Iran now enriches up to 60%, a short, technical step away from weapons-grade levels. It also has enough of a stockpile to build multiple nuclear bombs, should it choose to do so. Iran, which is sworn to he destruction of Israel, has long insisted its nuclear program is for peaceful purposes, but the IAEA, Western intelligence agencies, and others say Tehran had an organized weapons program up until 2003. Uranium enriched to 60% has no known civilian use.
Under the 2015 deal, Iran agreed to allow the IAEA even greater access to its nuclear program. That included permanently installing cameras and sensors at nuclear sites. Those cameras, inside metal housings sprayed with a special blue paint that shows any attempt to tamper with them, took still images of sensitive sites. Other devices, known as online enrichment monitors, measured the uranium enrichment level at Iran’s Natanz nuclear facility.
The IAEA also regularly sent inspectors into Iranian sites to conduct surveys, sometimes collecting environmental samples with cotton clothes and swabs that would be tested at IAEA labs back in Austria. Others monitor Iranian sites via satellite images.
In the years since Trump’s 2018 decision, Iran has limited IAEA inspections and stopped the agency from accessing camera footage. It’s also removed cameras. At one point, Iran accused an IAEA inspector of testing positive for explosive nitrates, something the agency disputed.
The IAEA has engaged in years of negotiations with Iran to restore full access for its inspectors. While Tehran hasn’t granted that, it also hasn’t entirely thrown inspectors out.
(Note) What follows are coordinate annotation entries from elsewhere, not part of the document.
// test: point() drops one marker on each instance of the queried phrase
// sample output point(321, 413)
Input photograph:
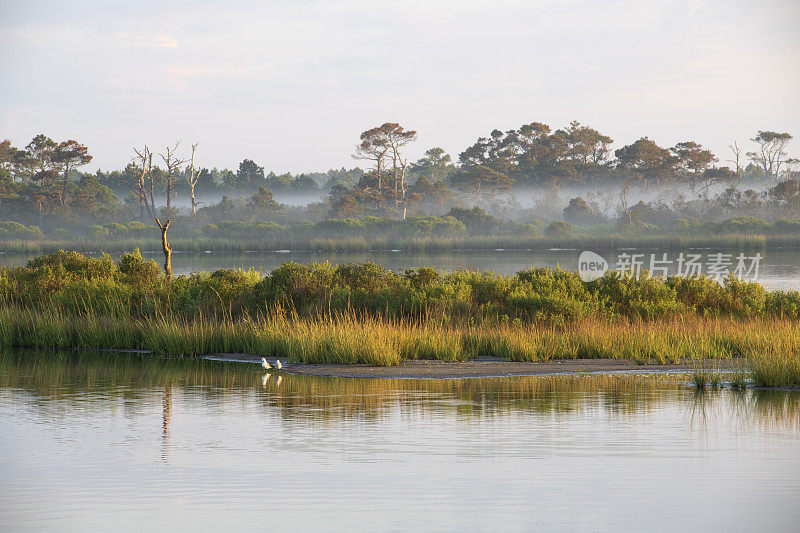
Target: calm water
point(121, 442)
point(778, 269)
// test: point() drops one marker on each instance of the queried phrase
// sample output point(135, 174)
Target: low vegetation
point(365, 314)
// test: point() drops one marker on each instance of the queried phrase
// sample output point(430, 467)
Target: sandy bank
point(484, 367)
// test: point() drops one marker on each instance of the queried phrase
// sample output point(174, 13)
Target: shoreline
point(483, 367)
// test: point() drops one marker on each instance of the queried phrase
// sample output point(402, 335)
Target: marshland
point(399, 266)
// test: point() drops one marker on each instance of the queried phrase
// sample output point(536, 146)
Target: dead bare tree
point(172, 163)
point(191, 179)
point(736, 157)
point(143, 186)
point(397, 137)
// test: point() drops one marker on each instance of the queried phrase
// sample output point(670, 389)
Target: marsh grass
point(363, 314)
point(735, 241)
point(767, 345)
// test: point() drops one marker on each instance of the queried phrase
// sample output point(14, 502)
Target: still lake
point(777, 269)
point(123, 442)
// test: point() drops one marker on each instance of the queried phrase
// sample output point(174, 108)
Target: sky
point(292, 84)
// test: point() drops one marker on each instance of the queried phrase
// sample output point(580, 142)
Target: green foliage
point(558, 228)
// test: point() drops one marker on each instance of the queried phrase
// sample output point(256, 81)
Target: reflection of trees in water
point(88, 380)
point(166, 418)
point(778, 409)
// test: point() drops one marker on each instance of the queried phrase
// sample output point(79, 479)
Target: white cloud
point(158, 41)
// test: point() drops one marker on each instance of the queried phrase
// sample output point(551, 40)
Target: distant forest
point(529, 180)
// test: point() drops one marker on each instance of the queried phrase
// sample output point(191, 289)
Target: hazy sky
point(291, 84)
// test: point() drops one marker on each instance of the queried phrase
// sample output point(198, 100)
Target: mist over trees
point(521, 180)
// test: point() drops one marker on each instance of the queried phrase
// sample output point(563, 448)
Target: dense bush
point(134, 286)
Analysts view this as part of Iran’s wider strategy to use its nuclear program as a bargaining chip with the West.
Iran and the US have gone through five rounds of negotiations over a possible deal, with talks mediated by the Sultanate of Oman. Iran appears poised to reject an American proposal over a deal this week.
Without a deal with the US, Iran’s long-ailing economy could enter a freefall that could worsen the simmering unrest at home. Israel or the US might carry out long-threatened airstrikes targeting Iranian nuclear facilities. Experts fear that Tehran, in response, could decide to fully end its cooperation with the IAEA, abandon the Nuclear Nonproliferation Treaty, and rush toward a bomb.
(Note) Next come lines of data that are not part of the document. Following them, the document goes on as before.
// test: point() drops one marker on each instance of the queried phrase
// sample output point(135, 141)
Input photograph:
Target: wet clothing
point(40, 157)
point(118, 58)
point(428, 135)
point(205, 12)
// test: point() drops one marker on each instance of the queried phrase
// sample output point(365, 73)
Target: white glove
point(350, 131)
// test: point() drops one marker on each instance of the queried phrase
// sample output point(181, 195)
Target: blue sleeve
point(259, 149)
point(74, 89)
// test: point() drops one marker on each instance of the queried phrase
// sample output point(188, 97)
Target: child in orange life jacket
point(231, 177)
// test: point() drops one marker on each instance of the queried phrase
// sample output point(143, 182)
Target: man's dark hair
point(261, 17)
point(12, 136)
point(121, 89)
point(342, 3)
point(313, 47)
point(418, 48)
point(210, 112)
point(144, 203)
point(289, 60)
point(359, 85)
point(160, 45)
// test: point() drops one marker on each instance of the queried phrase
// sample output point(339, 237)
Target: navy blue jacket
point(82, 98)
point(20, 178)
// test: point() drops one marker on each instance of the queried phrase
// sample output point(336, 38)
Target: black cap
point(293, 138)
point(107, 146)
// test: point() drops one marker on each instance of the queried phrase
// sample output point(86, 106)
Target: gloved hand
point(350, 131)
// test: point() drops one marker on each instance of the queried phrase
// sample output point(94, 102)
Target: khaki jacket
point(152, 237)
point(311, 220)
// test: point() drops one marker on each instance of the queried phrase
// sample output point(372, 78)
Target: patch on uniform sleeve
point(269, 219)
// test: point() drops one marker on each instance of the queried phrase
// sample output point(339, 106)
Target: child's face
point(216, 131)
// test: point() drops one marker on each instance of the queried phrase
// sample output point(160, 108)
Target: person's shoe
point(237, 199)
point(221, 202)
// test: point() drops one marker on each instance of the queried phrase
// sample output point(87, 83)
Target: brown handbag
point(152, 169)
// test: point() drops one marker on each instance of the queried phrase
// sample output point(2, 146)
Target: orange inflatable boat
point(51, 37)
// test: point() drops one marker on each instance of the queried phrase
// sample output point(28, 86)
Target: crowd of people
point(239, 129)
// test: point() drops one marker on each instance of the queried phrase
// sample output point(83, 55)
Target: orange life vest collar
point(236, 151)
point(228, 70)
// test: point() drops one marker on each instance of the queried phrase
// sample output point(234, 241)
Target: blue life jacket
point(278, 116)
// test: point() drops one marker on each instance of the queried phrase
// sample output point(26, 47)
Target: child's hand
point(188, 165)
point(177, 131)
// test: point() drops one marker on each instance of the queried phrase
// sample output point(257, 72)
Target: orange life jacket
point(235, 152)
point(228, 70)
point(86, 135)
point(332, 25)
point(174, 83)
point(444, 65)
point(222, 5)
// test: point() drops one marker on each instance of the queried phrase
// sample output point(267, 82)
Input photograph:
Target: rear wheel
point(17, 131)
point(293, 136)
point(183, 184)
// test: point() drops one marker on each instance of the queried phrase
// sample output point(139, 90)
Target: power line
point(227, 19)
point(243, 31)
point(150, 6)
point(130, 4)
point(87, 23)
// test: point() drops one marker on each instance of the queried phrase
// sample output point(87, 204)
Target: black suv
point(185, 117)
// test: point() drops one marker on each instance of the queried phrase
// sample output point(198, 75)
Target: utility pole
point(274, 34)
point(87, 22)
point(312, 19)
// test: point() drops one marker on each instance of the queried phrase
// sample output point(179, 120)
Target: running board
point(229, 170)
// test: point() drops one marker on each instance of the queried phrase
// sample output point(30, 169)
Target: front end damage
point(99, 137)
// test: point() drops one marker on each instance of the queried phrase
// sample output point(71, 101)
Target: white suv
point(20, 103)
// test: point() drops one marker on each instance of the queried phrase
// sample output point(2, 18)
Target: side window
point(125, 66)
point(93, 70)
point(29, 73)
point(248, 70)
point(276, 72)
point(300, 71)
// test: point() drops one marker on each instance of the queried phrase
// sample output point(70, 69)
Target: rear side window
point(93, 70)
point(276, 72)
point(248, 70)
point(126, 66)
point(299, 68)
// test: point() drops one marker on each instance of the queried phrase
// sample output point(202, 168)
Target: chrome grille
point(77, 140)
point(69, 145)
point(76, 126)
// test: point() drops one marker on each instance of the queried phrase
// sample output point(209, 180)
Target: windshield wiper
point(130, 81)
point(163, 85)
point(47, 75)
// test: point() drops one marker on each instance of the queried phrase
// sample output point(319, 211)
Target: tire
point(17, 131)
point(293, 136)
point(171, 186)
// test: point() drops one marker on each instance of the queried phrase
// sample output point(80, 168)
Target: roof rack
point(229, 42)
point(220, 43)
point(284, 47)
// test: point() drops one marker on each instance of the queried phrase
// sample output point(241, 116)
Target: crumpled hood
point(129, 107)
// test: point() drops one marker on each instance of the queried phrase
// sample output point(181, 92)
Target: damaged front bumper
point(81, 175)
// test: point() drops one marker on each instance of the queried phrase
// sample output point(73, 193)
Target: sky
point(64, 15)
If a deal is reached — or at least a tentative understanding between the two sides — that likely will take the pressure off for an immediate military strike by the US. Gulf Arab states, which opposed Obama’s negotiations with Iran in 2015, now welcome the talks under Trump. Any agreement would require the IAEA’s inspectors to verify Iran’s compliance.
But Israel, which has responded to Iranian-backed terror groups across the region following their attacks, remains a wildcard on what it could do.
These clashes came after the Hamas-led onslaught on southern Israel on October 7, 2023 — when terrorists from Gaza killed 1,200 people, mostly civilians, and took 251 hostages to Gaza, sparking the ongoing war in Gaza.
Hezbollah in Lebanon, the Houthis in Yemen, and other Iranian proxies across the Middle East launched attacks on Israel in support of Hamas.
Last year, Israel carried out its first military airstrikes on Iran in response to the Islamic Republic’s first direct missile attacks on the Jewish state in April and October — and has warned it is willing to take action alone to target Tehran’s program, like it has in the past in Iraq in 1981 and Syria in 2007.